性別による名詞の変化は、日本語はもちろん、英語にもありません。

日本人にとって馴染みのないルールのため、勉強する際に難しいと感じる人も多いでしょう。

インドネシア語

話者数 1億4,000万人以上
主な地域 インドネシア
特徴
  • 文法、発音のどちらも習得が簡単
  • 語彙数も少ない
  • ビジネスに活かせる可能性を秘めている

インドネシア語は習得難易度が低く、ビジネスにも活かせる可能性を秘めた言語です。

インドネシア語がビジネスに活かしやすい理由
  • 日本人で習得している人が少ない
  • 人口が世界第4位(2億7,870万人)
  • 経済成長率が毎年5%以上
  • 進出している日系企業は2,000社以上
  • 15歳未満の若い世代が圧倒的に多く、今後も成長を見込める
    (日本貿易振興機構 インドネシア概況基本統計、インドネシアの人口ピラミッドより)

話せる日本人が少なく、ビジネスに活かせるチャンスも多いので、インドネシア語を習得するメリットは大きいです。

インドネシア語は世界一簡単な言語

インドネシア語は、世界一簡単な言語と言われ、日本人にも習得しやすい言語です。

インドネシア語が世界一簡単な言語と言われる理由
  • 文字はアルファベット
  • 文法はSVO型だが、動詞の時制の変化がない
  • ローマ字読みで読め、発音が楽
  • 外来語が多く、知っている単語が多い
  • 約3,000語と覚えなくてはならない語彙が少ない(日本語は約5万語)

インドネシア語は最近できた言語で、覚えやすいように考えられて作られています。

インドネシアが独立する際に、国家を統一する目的で、言語も多民族が覚えやすいように作られたからです。

インドネシア語は文法や発音、語彙の全てにおいて、日本人にとって習得しやすい言語と言えます。

将来的に需要が高まる言語とは?

グローバル化に伴い、日本では文部科学省の推進のもと英語教育の強化が進められています。

2020年に文部科学省が発表した小・中・高等学校を通じた英語教育の目標では、学校教育を通し言語や文化に対する理解を深め、積極的にコミュニケーションを図ろうとする態度の育成を図るとともに聞く、話す、読む、書くの4技能の養成を目指しています。
(※文部科学省 【資料2-1】小・中・高等学校を通じた英語教育の目標等の方向性(検討のための資料)より引用)

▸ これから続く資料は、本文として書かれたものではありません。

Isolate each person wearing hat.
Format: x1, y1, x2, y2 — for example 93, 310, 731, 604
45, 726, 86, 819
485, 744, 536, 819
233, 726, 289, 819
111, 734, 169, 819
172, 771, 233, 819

英語は世界中で学ばれていますが、英語以外にも将来的に需要が高まる言語が存在します。

人口拡大に伴い国際社会で活躍している中国や、今後急成長が予想されるアフリカ大陸に多く話者がいるフランス語などは将来的に需要が高まる言語と言えます。

また、習得しやすい言語として挙げられたスペイン語も同様に将来的に需要の高まる言語とされています。

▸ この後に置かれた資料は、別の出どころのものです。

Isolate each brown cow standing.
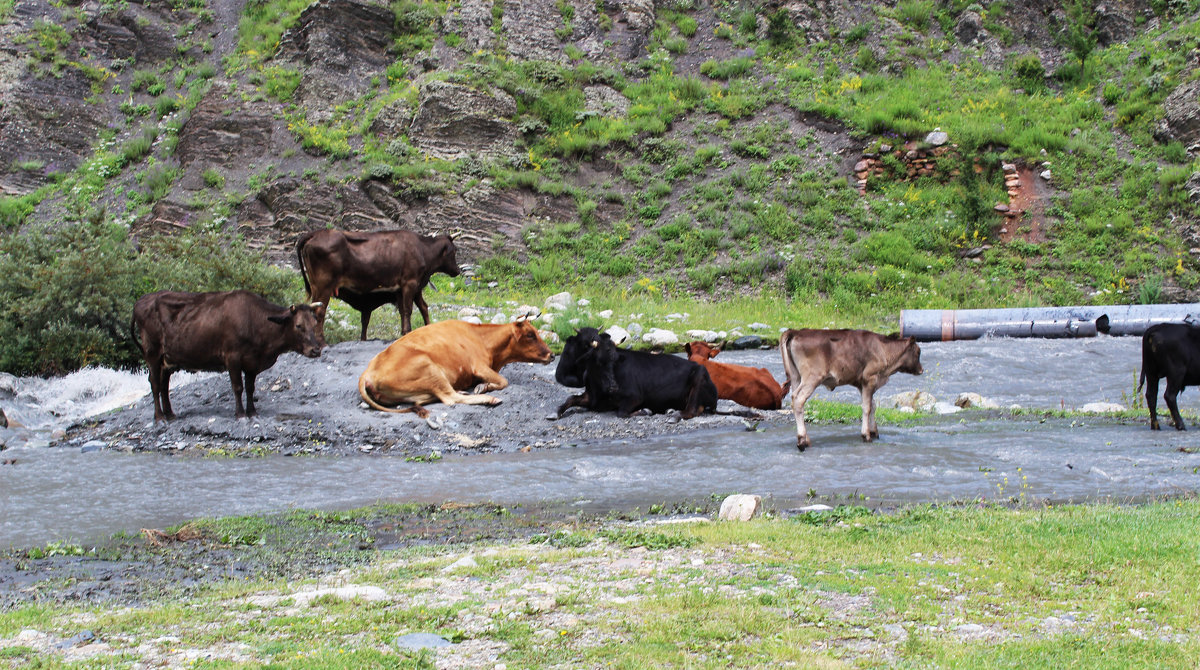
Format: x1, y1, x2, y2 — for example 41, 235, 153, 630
683, 341, 787, 409
779, 328, 924, 451
296, 229, 462, 340
359, 321, 554, 418
130, 291, 325, 421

以降では、将来的に需要が高まると予想される言語を解説します。

将来的に需要が高まるおすすめ言語

中国語

中国語は世界13億人の話者数を持つ言語であり、話者数は英語に次ぐ世界2位です。

国内で一定期間内に生産されたモノやサービスの付加価値の合計値であるGDPは世界2位を誇り、2023年の成長率は5.2%増と国際社会に大きな影響を与えています。
(※外務省 中国経済・日中経済 概要(令和6年6月)より引用)

外務省でも中国は日本にとって最大の貿易相手国であると紹介しており、将来的に英語同様需要が高まると想定されています。

ビジネスパーソンの多くは今後、世界的にビジネス面で需要が高まる言語として「中国語」を挙げる方が多く中国語の習得はマストになる可能性もあります。

現在のペースで成長を続けた場合、影響力はさらに増し中国マーケットの注目はさらに高まることが推測されます。

なお、中国語は英語と異なりまだ国際言語とはなっていません。

また、中国は面積が広く人口数も多いため北京語や広東語など地域により言語に違いがあり、学ぶ際には注意が必要となります。

北京語の話者数は約9億3,300万人とされる一方、広東語は約6300万人ほどの話者数とされているため、学ぶ際は北京語の習得をおすすめします。

旅行などで中国語を学びたい方や香港、マカオ、広州などに住みたいと考えている方は広東語の習得もおすすめです。

フランス語

フランス語は2017年時点で世界第5位の話者数を誇る言語です。

話者数は4億3,100万人であり、フランス国内だけでなくアフリカ大陸やカナダなど世界中で使用されています。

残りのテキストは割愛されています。